Na versão anterior, o governo aceitou abrir mão de R$ 63,8 bilhões para receber R$ 13,3 bilhões em receita ainda neste ano, o que reforçaria o caixa do governo para liberar despesas previstas no orçamento que estão congeladas.


Ainda segundo os técnicos da área econômica, hoje, a medida beneficiaria 2,7 milhões de empresas de um total de 12,7 milhões. Ou seja: 21,2% das empresas são devedoras. Por isso, os auditores da Receita e os procuradores da Fazenda afirmam que, do jeito que está, o projeto será uma sinalização de que compensa não pagar tributos no País.


"Os impactos propostos (pelo projeto de lei) apresentam elevado grau de comprometimento das finanças públicas, afrontando os ditames de uma gestão fiscal responsável", diz a nota.


As estimativas de perdas para os cofres públicos pioraram, porque, na semana passada, parlamentares de uma comissão mista da Câmara aprovaram o relatório do deputado Newton Cardoso Júnior, que ampliou as vantagens às empresas devedoras definidas por uma medida provisória.


Segundo os técnicos, os parlamentares não só alongaram os prazos de pagamento como os descontos sobre multas e juros. No melhor cenário, a União daria 99% de descontos para os devedores que pagarem 20% de entrada ainda neste ano.

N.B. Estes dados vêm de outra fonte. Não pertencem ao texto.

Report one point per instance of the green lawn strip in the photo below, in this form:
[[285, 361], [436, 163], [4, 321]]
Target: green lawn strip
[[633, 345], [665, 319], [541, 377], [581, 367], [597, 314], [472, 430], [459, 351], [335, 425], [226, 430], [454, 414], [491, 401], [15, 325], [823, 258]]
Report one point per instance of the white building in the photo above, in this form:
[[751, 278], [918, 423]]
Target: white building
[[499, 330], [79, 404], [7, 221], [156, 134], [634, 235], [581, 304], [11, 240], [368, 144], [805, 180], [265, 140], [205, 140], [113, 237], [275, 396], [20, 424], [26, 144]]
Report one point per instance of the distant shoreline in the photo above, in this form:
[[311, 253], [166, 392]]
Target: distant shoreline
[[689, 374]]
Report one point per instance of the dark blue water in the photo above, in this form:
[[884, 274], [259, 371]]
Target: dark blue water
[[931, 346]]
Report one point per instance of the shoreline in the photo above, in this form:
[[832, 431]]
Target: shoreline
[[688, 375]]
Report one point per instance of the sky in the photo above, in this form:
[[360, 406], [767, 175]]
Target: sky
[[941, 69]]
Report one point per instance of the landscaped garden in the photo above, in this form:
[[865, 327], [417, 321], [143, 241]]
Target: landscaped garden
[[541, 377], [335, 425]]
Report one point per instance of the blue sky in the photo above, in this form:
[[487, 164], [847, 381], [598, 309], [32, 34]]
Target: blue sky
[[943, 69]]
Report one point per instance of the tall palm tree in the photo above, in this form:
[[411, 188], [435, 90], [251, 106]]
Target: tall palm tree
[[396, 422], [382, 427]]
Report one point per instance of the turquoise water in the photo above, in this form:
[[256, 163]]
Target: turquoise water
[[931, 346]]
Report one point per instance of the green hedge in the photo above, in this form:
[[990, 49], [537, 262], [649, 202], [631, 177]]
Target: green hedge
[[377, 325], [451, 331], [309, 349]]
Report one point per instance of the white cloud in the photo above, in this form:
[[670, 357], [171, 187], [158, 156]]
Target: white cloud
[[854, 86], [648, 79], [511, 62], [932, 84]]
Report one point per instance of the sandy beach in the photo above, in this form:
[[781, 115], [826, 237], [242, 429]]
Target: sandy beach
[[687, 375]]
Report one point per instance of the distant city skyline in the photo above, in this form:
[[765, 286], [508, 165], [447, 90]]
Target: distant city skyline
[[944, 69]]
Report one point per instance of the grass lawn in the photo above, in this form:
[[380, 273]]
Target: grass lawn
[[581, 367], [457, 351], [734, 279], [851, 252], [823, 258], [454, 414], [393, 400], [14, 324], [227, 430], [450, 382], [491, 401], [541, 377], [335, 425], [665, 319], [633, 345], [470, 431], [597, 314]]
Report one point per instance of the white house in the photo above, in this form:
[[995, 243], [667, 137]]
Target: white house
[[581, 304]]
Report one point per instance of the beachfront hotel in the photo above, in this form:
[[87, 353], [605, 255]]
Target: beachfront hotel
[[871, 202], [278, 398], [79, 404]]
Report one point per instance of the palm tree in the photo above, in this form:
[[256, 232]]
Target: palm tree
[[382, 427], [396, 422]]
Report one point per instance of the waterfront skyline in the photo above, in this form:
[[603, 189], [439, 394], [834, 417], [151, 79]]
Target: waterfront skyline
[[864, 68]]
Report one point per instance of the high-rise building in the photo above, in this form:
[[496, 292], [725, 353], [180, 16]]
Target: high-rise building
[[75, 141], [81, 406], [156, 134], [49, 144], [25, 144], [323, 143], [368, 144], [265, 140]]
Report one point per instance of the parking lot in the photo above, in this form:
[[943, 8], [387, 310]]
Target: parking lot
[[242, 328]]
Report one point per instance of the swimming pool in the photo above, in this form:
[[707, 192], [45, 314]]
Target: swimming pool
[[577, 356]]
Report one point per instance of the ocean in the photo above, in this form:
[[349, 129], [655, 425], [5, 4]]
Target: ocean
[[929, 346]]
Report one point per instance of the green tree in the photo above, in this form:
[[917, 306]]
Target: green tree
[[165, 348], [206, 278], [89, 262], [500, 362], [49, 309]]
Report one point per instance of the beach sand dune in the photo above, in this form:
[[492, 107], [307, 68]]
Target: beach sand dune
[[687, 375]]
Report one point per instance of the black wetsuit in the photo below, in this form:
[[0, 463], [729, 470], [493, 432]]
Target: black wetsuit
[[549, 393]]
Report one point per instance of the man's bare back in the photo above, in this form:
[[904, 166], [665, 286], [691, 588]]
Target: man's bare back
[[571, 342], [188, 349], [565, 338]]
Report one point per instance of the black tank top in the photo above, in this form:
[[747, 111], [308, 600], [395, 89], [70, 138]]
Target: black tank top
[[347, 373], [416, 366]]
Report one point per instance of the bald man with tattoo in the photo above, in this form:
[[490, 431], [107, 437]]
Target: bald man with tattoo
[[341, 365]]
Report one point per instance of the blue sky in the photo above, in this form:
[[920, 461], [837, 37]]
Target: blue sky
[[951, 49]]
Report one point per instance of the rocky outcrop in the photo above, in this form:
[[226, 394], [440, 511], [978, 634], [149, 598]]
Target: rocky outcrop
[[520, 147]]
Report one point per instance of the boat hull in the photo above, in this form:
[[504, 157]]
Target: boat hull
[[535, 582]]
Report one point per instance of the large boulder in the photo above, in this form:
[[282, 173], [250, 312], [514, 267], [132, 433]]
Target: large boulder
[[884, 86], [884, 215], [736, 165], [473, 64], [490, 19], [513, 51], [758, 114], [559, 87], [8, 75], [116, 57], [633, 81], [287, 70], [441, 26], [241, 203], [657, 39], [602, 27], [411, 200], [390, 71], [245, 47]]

No documento entregue à Casa Civil, constam 23 pontos considerados "danosos" ao erário, que, pelos cálculos, só permitirão arrecadar R$ 416,8 milhões neste ano. Nos anos seguintes, a União deixaria de arrecadar R$ 7,6 bilhões, em 2018; R$ 8,8 bilhões, em 2019; e R$ 12,9 bilhões, em 2020.

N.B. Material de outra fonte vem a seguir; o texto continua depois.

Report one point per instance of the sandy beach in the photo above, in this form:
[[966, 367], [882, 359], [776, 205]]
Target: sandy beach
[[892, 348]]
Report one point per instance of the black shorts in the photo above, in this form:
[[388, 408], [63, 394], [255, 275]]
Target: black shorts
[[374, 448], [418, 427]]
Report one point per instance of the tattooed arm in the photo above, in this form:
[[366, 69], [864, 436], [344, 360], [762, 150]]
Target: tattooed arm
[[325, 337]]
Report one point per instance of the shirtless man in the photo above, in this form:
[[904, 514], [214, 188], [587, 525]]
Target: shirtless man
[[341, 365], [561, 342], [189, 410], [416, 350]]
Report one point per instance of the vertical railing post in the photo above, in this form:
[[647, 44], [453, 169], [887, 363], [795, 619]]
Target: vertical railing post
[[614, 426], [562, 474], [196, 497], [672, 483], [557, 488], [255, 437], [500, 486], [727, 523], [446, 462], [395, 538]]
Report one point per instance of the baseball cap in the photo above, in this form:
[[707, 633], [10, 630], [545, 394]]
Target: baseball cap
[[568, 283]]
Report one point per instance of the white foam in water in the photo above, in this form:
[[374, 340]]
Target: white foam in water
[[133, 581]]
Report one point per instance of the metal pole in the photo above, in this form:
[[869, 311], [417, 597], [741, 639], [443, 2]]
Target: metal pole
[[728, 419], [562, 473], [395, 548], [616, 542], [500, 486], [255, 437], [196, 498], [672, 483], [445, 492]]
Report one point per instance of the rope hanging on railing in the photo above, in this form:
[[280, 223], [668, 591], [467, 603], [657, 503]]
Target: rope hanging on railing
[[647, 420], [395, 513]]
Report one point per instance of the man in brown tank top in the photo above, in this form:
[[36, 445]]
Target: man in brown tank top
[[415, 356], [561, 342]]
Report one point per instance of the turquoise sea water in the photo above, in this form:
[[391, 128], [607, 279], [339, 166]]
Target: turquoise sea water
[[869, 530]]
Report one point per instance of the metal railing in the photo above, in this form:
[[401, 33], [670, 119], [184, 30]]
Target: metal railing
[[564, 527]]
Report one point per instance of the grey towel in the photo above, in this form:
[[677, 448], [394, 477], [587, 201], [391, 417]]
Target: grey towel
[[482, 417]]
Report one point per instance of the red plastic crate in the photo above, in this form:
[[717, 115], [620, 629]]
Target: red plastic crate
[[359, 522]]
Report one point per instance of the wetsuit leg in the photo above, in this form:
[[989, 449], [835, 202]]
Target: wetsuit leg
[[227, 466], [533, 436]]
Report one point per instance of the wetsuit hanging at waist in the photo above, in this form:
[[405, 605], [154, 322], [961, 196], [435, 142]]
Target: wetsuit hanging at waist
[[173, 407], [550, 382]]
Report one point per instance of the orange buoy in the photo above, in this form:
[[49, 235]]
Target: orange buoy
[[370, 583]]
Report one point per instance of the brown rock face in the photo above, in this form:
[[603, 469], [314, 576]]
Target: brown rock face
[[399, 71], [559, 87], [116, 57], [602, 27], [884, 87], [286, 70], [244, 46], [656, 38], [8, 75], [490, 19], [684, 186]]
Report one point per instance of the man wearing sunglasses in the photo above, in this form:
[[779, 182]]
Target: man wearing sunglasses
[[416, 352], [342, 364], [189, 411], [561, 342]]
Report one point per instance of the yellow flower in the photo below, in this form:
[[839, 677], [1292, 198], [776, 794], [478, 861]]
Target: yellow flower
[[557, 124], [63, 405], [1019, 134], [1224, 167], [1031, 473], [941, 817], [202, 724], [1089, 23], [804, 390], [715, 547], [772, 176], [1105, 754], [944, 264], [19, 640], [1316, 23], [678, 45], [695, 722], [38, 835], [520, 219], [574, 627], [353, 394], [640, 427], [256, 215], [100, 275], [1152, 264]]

Pela versão anterior, que já ampliava os benefícios às empresas, as receitas seriam de R$ 13,3 bilhões em 2017, R$ 950 milhões em 2018 e R$ 373 milhões em 2020.


Para o secretário de Acompanhamento Econômico do Ministério da Fazenda, Mansueto Almeida, o governo não tem espaço fiscal para absorver as mudanças feitas pelo deputado Newton Cardoso Júnior. Na sexta-feira, o ministro da Fazenda, Henrique Meirelles, disse que as receitas com o Refis, nos moldes do relatório, ficariam "bem baixas", próximas a R$ 1 bilhão, mas levantamento feito pela área técnica da Fazenda prevê estrago ainda maior: a arrecadação prevista para 2017 passaria de R$ 13,3 bilhões para algo em torno de R$ 420 milhões apenas. "Não é questão de boa ou má vontade. Não existe espaço fiscal para absorver a perda. A gente tem uma meta para cumprir", afirmou. A meta fiscal para 2017 é de déficit de R$ 139 bilhões.

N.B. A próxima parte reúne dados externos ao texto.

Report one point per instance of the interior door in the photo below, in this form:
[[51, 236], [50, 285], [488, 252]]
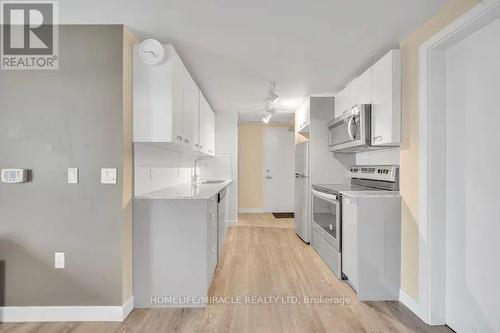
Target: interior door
[[279, 175]]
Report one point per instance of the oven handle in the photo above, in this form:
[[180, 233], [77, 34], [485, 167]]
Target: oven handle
[[325, 196]]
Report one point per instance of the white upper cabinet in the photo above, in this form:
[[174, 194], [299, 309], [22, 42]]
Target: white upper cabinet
[[361, 89], [207, 128], [343, 101], [166, 106], [380, 86], [386, 100]]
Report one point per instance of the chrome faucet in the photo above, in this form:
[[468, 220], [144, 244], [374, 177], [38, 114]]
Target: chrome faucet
[[194, 179]]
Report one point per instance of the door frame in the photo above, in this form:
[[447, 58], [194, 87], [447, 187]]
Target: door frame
[[279, 126], [431, 304]]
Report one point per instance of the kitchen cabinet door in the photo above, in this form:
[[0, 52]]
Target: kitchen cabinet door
[[386, 100], [349, 239], [190, 110], [361, 89], [178, 101], [342, 101]]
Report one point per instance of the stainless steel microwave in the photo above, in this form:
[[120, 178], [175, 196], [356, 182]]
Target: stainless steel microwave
[[351, 131]]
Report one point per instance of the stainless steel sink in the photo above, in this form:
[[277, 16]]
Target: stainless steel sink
[[212, 181]]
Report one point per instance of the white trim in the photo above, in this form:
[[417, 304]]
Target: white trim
[[11, 314], [410, 303], [432, 143], [251, 210]]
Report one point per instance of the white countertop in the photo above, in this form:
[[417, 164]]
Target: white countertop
[[189, 191]]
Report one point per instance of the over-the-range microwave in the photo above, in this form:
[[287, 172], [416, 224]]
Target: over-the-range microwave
[[351, 131]]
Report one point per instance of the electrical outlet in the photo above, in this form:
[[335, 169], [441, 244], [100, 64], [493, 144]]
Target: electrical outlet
[[72, 175], [59, 260]]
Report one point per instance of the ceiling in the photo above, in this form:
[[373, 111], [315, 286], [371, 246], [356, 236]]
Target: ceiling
[[235, 48]]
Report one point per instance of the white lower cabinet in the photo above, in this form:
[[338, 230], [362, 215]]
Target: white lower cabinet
[[175, 247], [371, 244]]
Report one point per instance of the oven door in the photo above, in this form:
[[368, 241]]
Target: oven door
[[327, 217]]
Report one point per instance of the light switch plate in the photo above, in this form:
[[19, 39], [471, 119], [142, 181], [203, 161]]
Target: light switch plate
[[108, 175], [72, 175]]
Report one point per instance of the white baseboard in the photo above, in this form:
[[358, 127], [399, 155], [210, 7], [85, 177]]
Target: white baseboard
[[250, 210], [11, 314], [411, 304]]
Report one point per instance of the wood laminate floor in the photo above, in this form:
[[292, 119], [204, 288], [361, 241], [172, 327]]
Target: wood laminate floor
[[262, 257]]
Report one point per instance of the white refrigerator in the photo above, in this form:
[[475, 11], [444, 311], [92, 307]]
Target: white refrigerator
[[302, 192]]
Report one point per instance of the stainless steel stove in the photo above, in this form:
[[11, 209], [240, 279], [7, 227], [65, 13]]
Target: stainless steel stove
[[327, 207]]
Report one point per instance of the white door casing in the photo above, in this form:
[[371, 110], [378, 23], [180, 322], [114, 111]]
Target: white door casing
[[433, 167], [279, 161]]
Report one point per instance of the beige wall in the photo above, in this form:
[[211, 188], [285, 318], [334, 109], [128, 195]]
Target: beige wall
[[409, 148], [251, 171]]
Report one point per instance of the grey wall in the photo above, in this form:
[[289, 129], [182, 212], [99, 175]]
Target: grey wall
[[49, 121]]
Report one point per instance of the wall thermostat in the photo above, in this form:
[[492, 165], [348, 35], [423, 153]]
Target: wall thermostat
[[14, 175]]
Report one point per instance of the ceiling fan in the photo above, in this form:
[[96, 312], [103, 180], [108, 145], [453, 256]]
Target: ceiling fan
[[269, 109]]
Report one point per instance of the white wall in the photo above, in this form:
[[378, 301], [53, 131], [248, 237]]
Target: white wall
[[226, 146], [159, 168], [472, 183]]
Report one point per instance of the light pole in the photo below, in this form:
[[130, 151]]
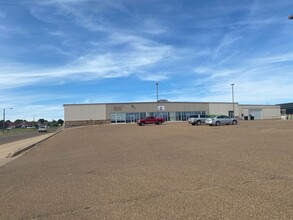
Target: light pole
[[157, 86], [3, 125], [233, 99]]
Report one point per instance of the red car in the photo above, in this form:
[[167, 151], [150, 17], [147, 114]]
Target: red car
[[150, 120]]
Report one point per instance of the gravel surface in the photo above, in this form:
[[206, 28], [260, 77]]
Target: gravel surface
[[171, 171]]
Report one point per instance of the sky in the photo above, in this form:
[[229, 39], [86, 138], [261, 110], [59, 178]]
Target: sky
[[55, 52]]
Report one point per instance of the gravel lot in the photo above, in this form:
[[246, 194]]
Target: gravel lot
[[172, 171]]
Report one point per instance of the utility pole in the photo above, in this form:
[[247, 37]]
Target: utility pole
[[3, 125], [233, 99], [157, 86]]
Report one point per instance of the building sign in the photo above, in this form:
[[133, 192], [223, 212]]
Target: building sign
[[161, 108]]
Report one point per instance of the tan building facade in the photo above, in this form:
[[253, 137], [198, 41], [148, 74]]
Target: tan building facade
[[101, 113]]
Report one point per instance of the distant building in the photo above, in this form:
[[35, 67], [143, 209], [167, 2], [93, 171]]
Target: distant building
[[106, 113]]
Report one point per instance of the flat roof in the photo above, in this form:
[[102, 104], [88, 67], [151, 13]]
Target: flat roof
[[121, 103]]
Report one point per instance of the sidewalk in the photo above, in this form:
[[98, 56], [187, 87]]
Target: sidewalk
[[10, 150]]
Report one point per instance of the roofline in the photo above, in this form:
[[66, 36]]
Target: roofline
[[121, 103], [259, 105]]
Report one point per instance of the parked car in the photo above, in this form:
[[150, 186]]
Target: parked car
[[221, 120], [197, 119], [43, 128], [150, 120]]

Mansueto disse que o governo terá de negociar os termos do Refis com o Congresso. "A gente não pode ter mais surpresas do lado da arrecadação." Segundo o secretário, os cortes de despesas discricionárias chegaram a seu limite, e o governo terá de se planejar para reduzir sua despesa obrigatória nos próximos anos.